On second thought, I think most of the strangeness comes from two issues, rather than total grammatical ignorance. According to the Nova special, grammar was in fact heavily emphasized in Watson's development. But he frequently misses two things: the type of answer that the category itself requires, and phrases in the question that define the type of answer. Hence his response "Toronto" to a question about "U.S. Cities" and "Orson Wells" and "Lyon" possible answers in the "name the decade" category, "art theft" his tautological guess in the "art of the steal" category, or "pediment" his guess in the category "'church' and 'state'" (which seems sort of odd because in the earlier questions in that category he seems to know that each answer must have one of those words in it). He somewhat makes up for this impairment by learning what the category calls for by hearing others' answers: by the fifth and sixth questions in "name that decade", his guesses were all at least years, if not decades...

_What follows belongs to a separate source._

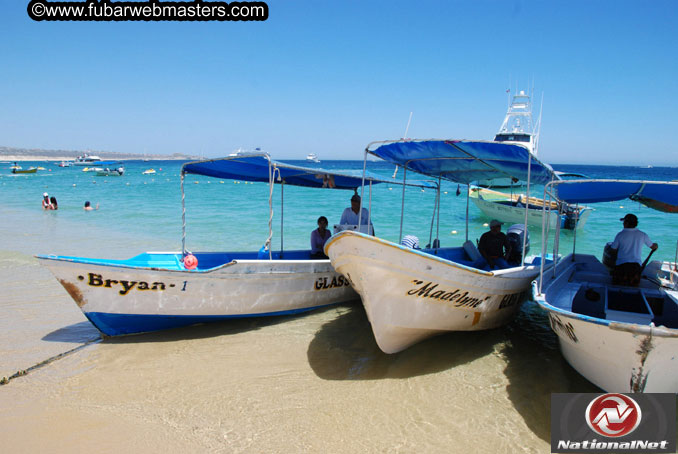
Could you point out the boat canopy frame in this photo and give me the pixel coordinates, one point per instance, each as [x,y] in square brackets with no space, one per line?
[474,160]
[259,167]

The other thing that he often missed that seems important not to miss is the defining phrase in a clue designating what class of answer is called for. Hence "listen to the music" was one of his possible answers to a question asking for a "this title gal" of a Beatles song, "1908 summer olympics" a guess for "this city", "caprice" for "this instrument", "porcupine" for "this protein". Despite the Nova special mentioning that they addressed the gender mismatch issue, his second guess about a "she" was John Lennon. Most of the time he does remarkably well coming up with the right answer despite 2nd or 3rd place guesses that don't make much sense, but I'm surprised that those answers aren't eliminated in the first round of pruning. If a question references "this city", start with a list of only cities and see which ones makes sense. That's certainly how my brain works. Sure, maybe human thought processes aren't optimal for everything, but it seems like if language is designed to be interpretable by human minds, then human thought processes must be particularly good at sifting information from language.

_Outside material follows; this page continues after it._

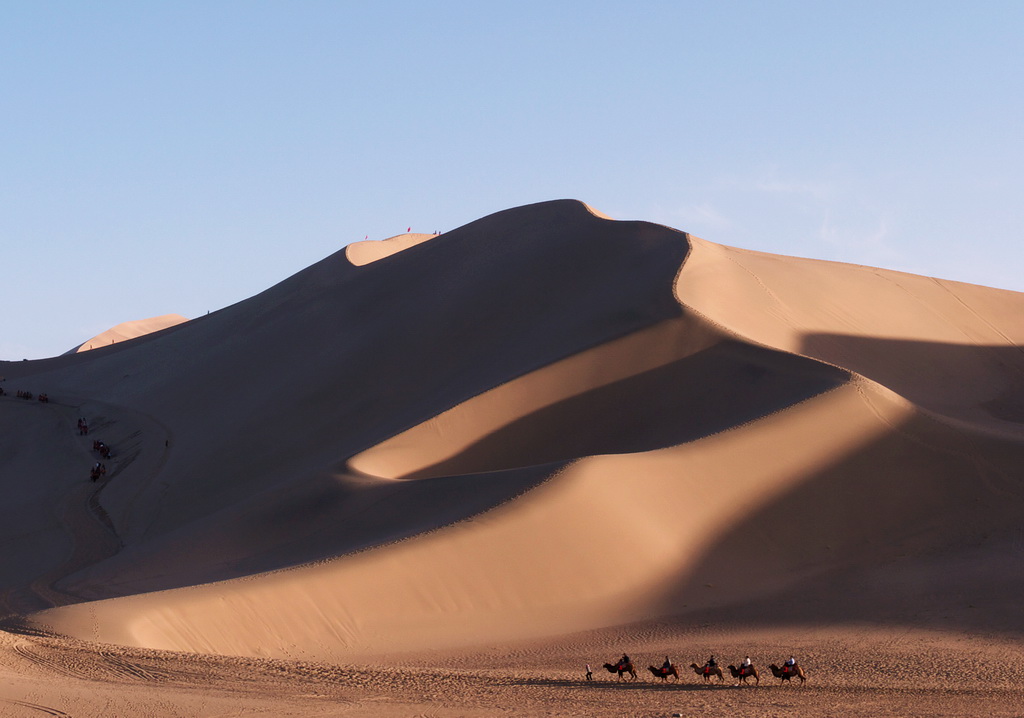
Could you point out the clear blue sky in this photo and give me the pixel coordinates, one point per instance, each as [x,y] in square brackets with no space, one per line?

In all though, it's mindblowing how well Watson did. And obviously these issues aren't just oversights of a team that's thought of nothing else for the past several years; I'm sure there are very good reasons why these systematic issues still arise. I just can't wait to see if they're gone in version 2.0.

*To quote one of my favorite creationist/evolution debate quotes, by Douglas Adams, thinking that the brain is miraculously suited to learn human language "is rather as if you imagine a puddle waking up one morning and thinking, 'This is an interesting world I find myself in — an interesting hole I find myself in — fits me rather neatly, doesn't it? In fact it fits me staggeringly well, must have been made to have me in it!'"


fred said...

Is that really a creationist/evolution debate quote? It sounds like the weak anthropic principle to me... but maybe that's the same thing.

Vera said...

Yeah, it is, I just always hear it in the context of the evolution debate; as in, "just because life seems miraculously improbable doesn't mean it was designed by god". I think that's the context Douglas Adams was speaking in when he said it, but I'm not sure.